I am trying to loop over some compressed files (extension '.gz') and I am running into a problem. I want to perform a specific action when the FIRST file ending in 'aa' is encountered - it can be a random one, it doesn't necessarily have to be the first one on the list. Only then, Python has to search if there are OTHER "aa" files in the folder, if so the 2nd rule has to be applied. (There may be from 1 to many "aa" files).
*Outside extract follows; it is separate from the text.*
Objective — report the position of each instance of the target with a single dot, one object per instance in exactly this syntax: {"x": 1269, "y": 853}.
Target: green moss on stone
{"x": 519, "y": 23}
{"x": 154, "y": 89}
Finally, the 3rd rule has to be applied to all other files not ending with "aa".
However, when I run the code below, not all the files get processed.
What am I doing wrong?
Thanks!
inputPath = "write your path"
fileExt = r".gz"
flag = False
for item in os.listdir(inputPath): # loop through items in dir
if item.endswith(fileExt): # check for ".gz" extension
full_path = os.path.join(inputPath, item) # get full path of files
if item.endswith('aa' + fileExt) and flag == False:
df = pd.read_csv(full_path, compression='gzip', header=0, sep='|', encoding="ISO-8859-1") #from gzip to pandas df
# do something
flag = True
print('1 rule:', "The item processed is ", item)
elif item.endswith('aa' + fileExt) and flag == True:
df = pd.read_csv(full_path, compression='gzip', header=0, sep='|', encoding="ISO-8859-1") #from gzip to pandas df
# do something else
print('2 rule:', "The item processed is ", item)
elif not (item.endswith('aa' + fileExt)) and flag == True:
df = pd.read_csv(full_path, compression='gzip', header=0, sep='|', encoding="ISO-8859-1") #from gzip to pandas df
# do something else
print('3 rule:', "The item processed is ", item)
I believe this is due to the fact that Python iterates over the list of files sorted in alphabetical order, then it the other files are ignored. How can I fix this issue?
LIST OF FILES:
File_202112311aa.gz
File_20211231ab.gz
File_20211231.gz
File_20211231aa.gz
OUTPUT
1 rule The item processed is File_202112311aa.gz
3 rule The item processed is File_20211231ab.gz
2 rule The item processed is File_20211231aa.gz